Be ready to provide your medical history, which will be essential for preparing a course of treatment for you. Medical records, such as diagnostic test results, or imaging results, such as X-rays and MRIs, also will provide important information about your condition.
Certain things in your health history are particularly vital to a chiropractor. This information could provide important clues that will allow your chiropractor to properly diagnose your problem. Such clues include whether you have or have had:
Bone disorders, such as osteoporosis
Circulatory problems (poor circulation could be a sign that you have a subluxation, for example)
Dizziness or blurred vision
Heart conditions such as hypertension or high blood pressure
Infections, especially those affecting your spine
Injuries, such as bone fractures, muscle sprains, or disc injuries
Joint disorders such as arthritis
Be prepared to answer such questions as:
Did the onset of your pain immediately follow an injury?
Is there anything you do that improves or worsens the pain?
When and how did your pain start?
Where is the pain centered?
The physical exam
Here's what to expect:
The first order of business is checking your vital signs, reflexes, and blood pressure.
Sometimes measurements will be taken to determine arm and leg length. Next, you will be asked to do a series of simple and easy activities or exercises. These exercises will provide information about your motor skills, balance, and gait, among others. These tests also help determine your range of motion, muscle tone and strength, and integrity of your nervous system. Any abnormalities could provide clues about a condition.
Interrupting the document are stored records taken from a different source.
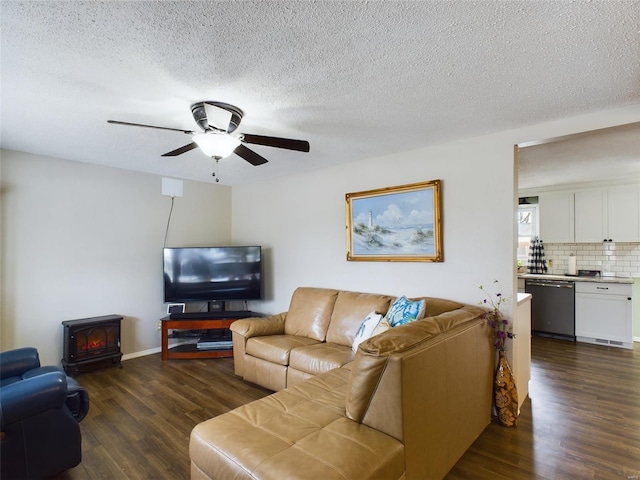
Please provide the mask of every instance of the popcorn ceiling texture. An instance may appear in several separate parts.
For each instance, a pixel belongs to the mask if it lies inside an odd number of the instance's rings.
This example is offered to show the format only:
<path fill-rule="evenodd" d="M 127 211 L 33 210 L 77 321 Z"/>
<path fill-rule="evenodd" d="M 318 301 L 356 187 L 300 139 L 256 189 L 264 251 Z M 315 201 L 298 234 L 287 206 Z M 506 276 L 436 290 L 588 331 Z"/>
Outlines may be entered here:
<path fill-rule="evenodd" d="M 640 243 L 545 243 L 544 252 L 553 268 L 547 273 L 567 273 L 571 253 L 577 257 L 578 270 L 610 271 L 616 276 L 640 277 Z"/>
<path fill-rule="evenodd" d="M 2 1 L 0 146 L 199 181 L 190 105 L 301 138 L 228 185 L 640 103 L 640 2 Z M 535 140 L 535 139 L 532 139 Z"/>

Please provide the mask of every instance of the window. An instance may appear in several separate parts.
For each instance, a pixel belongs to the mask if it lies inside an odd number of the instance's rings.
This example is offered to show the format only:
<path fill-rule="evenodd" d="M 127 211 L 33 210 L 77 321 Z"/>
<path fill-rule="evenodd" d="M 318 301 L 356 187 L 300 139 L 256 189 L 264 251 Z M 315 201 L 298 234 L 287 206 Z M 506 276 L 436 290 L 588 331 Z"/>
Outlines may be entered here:
<path fill-rule="evenodd" d="M 538 205 L 524 204 L 518 206 L 518 261 L 527 265 L 531 238 L 539 235 Z"/>

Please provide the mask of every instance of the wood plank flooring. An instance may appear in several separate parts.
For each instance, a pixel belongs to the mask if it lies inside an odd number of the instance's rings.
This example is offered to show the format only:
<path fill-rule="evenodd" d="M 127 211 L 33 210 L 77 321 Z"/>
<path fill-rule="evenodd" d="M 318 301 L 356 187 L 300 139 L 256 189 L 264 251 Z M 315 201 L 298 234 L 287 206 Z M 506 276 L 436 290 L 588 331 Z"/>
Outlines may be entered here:
<path fill-rule="evenodd" d="M 59 480 L 188 479 L 191 429 L 271 393 L 236 377 L 232 359 L 123 365 L 76 377 L 91 396 L 83 461 Z M 531 375 L 518 427 L 490 424 L 447 480 L 640 480 L 638 344 L 534 337 Z"/>

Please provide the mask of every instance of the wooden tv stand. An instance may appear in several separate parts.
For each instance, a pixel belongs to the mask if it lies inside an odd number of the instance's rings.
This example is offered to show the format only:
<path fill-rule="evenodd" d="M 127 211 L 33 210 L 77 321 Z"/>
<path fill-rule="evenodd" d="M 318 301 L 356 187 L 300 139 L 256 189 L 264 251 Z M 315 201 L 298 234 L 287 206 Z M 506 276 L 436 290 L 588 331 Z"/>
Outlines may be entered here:
<path fill-rule="evenodd" d="M 213 317 L 214 315 L 212 315 Z M 233 357 L 233 349 L 229 350 L 198 350 L 195 344 L 179 345 L 169 348 L 169 330 L 218 330 L 229 328 L 233 322 L 246 316 L 234 318 L 171 318 L 163 317 L 162 322 L 162 361 L 171 358 L 224 358 Z"/>

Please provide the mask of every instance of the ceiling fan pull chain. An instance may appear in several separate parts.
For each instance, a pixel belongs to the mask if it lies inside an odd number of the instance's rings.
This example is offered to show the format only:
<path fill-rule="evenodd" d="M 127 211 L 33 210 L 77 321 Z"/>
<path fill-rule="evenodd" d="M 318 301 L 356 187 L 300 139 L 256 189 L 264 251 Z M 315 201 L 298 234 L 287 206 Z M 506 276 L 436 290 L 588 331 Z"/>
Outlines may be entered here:
<path fill-rule="evenodd" d="M 213 170 L 213 173 L 211 174 L 212 177 L 216 177 L 216 183 L 220 181 L 220 176 L 217 174 L 219 165 L 220 165 L 220 159 L 216 158 L 216 166 Z"/>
You may be asked to:
Bend forward, sideways, or backwards - Misaligned spinal vertebrae can sometimes be detected during this exercise.
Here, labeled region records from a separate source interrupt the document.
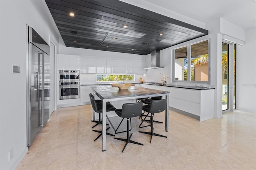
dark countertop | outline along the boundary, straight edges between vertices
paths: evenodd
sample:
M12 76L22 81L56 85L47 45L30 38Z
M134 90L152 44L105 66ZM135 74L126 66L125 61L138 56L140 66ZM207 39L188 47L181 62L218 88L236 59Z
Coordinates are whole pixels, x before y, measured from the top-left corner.
M146 97L150 95L160 96L170 93L169 91L135 86L131 86L126 90L119 90L117 87L111 86L99 86L91 88L101 100L137 96Z
M210 90L211 89L215 89L214 87L200 87L190 86L184 85L170 85L170 84L166 84L166 85L157 85L157 84L149 84L149 83L141 83L141 84L145 84L152 85L158 85L160 86L170 87L171 87L182 88L183 89L192 89L193 90Z
M214 87L196 87L196 86L190 86L188 85L170 85L170 84L166 84L166 85L158 85L158 84L150 84L147 83L132 83L133 84L146 84L152 85L158 85L160 86L164 86L164 87L176 87L176 88L181 88L183 89L191 89L193 90L210 90L212 89L215 89ZM85 86L85 85L110 85L111 84L114 84L114 83L92 83L92 84L81 84L80 85L81 86Z

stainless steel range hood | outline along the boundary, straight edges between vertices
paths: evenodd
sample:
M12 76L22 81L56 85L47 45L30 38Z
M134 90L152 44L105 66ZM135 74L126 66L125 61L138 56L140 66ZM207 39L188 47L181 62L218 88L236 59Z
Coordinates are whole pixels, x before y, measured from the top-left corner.
M164 68L160 67L160 51L159 50L155 50L151 52L151 65L149 67L144 69L154 69L159 68Z

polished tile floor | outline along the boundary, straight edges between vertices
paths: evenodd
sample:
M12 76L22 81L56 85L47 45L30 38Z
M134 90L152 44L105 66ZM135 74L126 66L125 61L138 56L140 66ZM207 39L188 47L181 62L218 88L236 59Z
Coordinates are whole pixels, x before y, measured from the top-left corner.
M129 143L122 153L125 142L110 136L106 150L102 152L102 138L93 141L98 133L92 131L90 105L58 109L17 169L256 169L255 114L236 111L200 122L170 111L168 132L164 124L154 124L154 132L167 138L154 136L151 144L149 135L138 132L140 121L134 118L131 140L144 145ZM164 113L154 119L164 121ZM120 120L111 120L115 127ZM140 130L149 131L150 127Z

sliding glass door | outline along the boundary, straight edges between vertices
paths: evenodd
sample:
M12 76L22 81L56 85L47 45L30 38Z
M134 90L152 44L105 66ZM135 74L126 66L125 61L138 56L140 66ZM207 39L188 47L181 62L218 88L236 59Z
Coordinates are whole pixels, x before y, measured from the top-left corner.
M236 108L236 47L235 44L222 43L222 111Z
Flex and extend your leg - This is a test for signs of sprain and helps determine the integrity of your joints (also called the "Yeoman's Test").
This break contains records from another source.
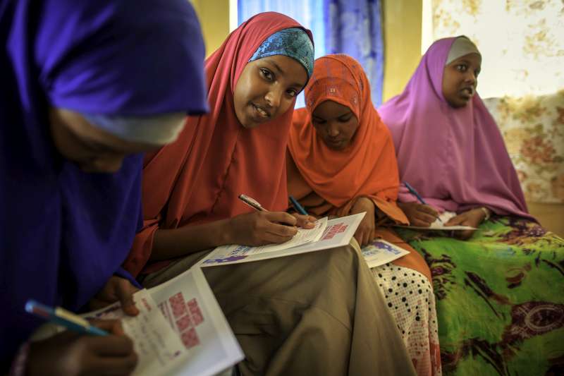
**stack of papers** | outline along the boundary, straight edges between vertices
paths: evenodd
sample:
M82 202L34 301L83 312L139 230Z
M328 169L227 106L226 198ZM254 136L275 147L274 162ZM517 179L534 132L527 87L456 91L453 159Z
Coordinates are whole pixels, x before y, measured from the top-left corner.
M452 212L443 212L439 218L435 219L435 222L431 223L429 227L422 227L419 226L403 226L397 224L396 227L403 227L405 229L416 229L418 230L429 230L429 231L460 231L460 230L475 230L475 227L470 226L445 226L445 224L449 219L456 217L456 213ZM439 221L440 219L440 221Z
M202 270L192 267L133 295L140 313L126 316L119 303L82 317L120 319L139 360L135 375L207 376L243 359Z
M409 251L391 243L377 239L371 244L361 248L368 267L376 267L391 262L405 255Z

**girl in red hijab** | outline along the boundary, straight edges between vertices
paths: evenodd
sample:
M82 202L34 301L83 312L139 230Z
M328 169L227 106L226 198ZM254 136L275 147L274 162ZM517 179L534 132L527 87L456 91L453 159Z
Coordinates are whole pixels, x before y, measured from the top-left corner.
M409 223L398 207L393 141L370 98L360 64L346 55L315 61L306 108L294 112L287 158L288 193L316 215L366 212L355 237L382 238L410 254L372 273L419 375L441 373L431 272L423 257L389 228Z
M308 226L309 217L283 211L288 132L312 71L311 41L291 18L262 13L207 59L209 114L189 118L176 142L145 159L144 228L125 262L145 286L183 272L215 246L280 243L295 225ZM241 193L269 212L253 211ZM205 268L245 353L243 373L411 374L360 257L343 247Z

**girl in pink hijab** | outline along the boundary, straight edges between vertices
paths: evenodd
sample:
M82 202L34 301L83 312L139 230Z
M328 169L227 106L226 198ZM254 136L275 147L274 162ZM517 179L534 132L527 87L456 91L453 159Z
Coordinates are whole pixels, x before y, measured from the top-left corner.
M446 224L477 229L454 237L398 234L431 269L446 373L561 373L564 240L527 212L501 134L476 92L481 66L467 37L438 40L403 92L379 109L400 181L427 204L401 187L410 224L428 226L446 213Z
M392 133L401 181L400 201L412 224L477 227L493 214L533 219L495 121L476 92L482 55L465 37L433 44L403 92L379 112ZM468 238L472 231L457 235Z

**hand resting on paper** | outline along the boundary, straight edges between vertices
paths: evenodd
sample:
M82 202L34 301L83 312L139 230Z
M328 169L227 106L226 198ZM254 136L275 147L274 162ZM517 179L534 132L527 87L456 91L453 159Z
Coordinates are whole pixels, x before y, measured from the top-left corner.
M229 219L228 244L264 245L288 241L298 233L296 226L309 229L309 216L284 212L253 212Z
M366 212L364 217L360 224L358 225L356 232L355 232L355 238L361 247L369 244L376 238L374 236L374 229L376 229L375 210L376 207L372 200L366 197L361 197L357 200L349 212L350 214L355 214Z
M464 212L456 217L451 218L445 226L470 226L470 227L478 228L486 217L486 213L480 208L472 209L467 212ZM475 230L463 230L454 231L454 236L460 240L470 238Z
M125 278L112 276L88 302L88 308L92 310L99 310L119 301L125 315L136 316L139 310L133 302L133 294L137 291L139 289Z
M65 331L32 342L26 375L130 375L137 356L133 343L123 334L119 320L95 320L95 326L110 333L91 336Z
M439 213L430 205L419 202L398 202L398 206L405 214L411 226L429 227L439 218Z

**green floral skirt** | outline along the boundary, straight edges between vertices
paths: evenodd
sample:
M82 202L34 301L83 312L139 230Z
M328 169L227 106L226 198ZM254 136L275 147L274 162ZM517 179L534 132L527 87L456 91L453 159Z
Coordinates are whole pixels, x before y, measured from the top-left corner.
M564 375L564 239L507 217L467 241L398 233L431 269L445 375Z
Grip something such as a rubber ball - Your grip strength is vital for showing signs of muscular or nerve damage.
Lie down and raise one leg - This is often referred to as the "Thomas Test," in which the chiropractor gently pushes on your raised leg to check for hip joint mobility.
Stand and raise one leg - This test can sometimes show whether you have sciatica, a nerve disorder in your lower back. Another test may involve pushing on your raised leg to determine whether you have pain, inflammation, or imbalance in the joints between your spinal vertebrae. (This is also called the "Psoas Muscle Test.")
Stand or sit - Posture can sometimes show whether you have misalignments in your spine.
Walk a straight line - This test measures your gait, and helps to determine if you have a normal walking pattern.
Walk in Place - Abnormalities in the way your pelvis and spine coordinate can be seen during this test.
Next, a short physical exam by the chiropractor will involve palpation, or use of the hands, to explore the alignment of your spine and other structures, as well as provide information on any stimuli that may cause pain. Depending on your condition, a series of diagnostic tests may follow. These tests may include MRIs, CT scans, X-rays, blood work, and other laboratory tests.
The chiropractor may also consult with you about making important lifestyle changes, such as exercise, nutrition, and smoking cessation to improve your chances of healing faster or preventing further injury.
Back injuries are sustained in a myriad of ways and some people are more likely to develop back pain and injury than others are. Some people incur back injuries from doing seemingly nothing; a simple twist or turn the wrong way in bed, for example, could cause a vertebra to go out of alignment. Others incur injury at home or on the job, while others sustain back injuries from traumatic events such as a vehicular accident.
Back injuries can be sustained on any number of structures in the spine. Although lower back injuries are the most prevalent, many people have sustained injuries to the thoracic (middle spine) or cervical (neck) portions of their spinal cord. Injuries can occur to the vertebrae, discs, nerves, joints, muscles, and other soft tissues. Once an injury has been incurred, other parts of the body, from the toes to the head, also can be affected.
Nationally, back injuries cost U.S. businesses approximately $30 billion per year, at an estimated average cost per claim of $24,000. If surgery is involved, the cost for claims increases significantly to $40,000 per injury or higher. One recent back injury involving surgery totaled $240,000.
Health care industry workers sustain nearly five times more back injuries than any other type of worker and are among 6 of the top 10 professions at greatest risk for back injury, according to the U.S. Department of Labor.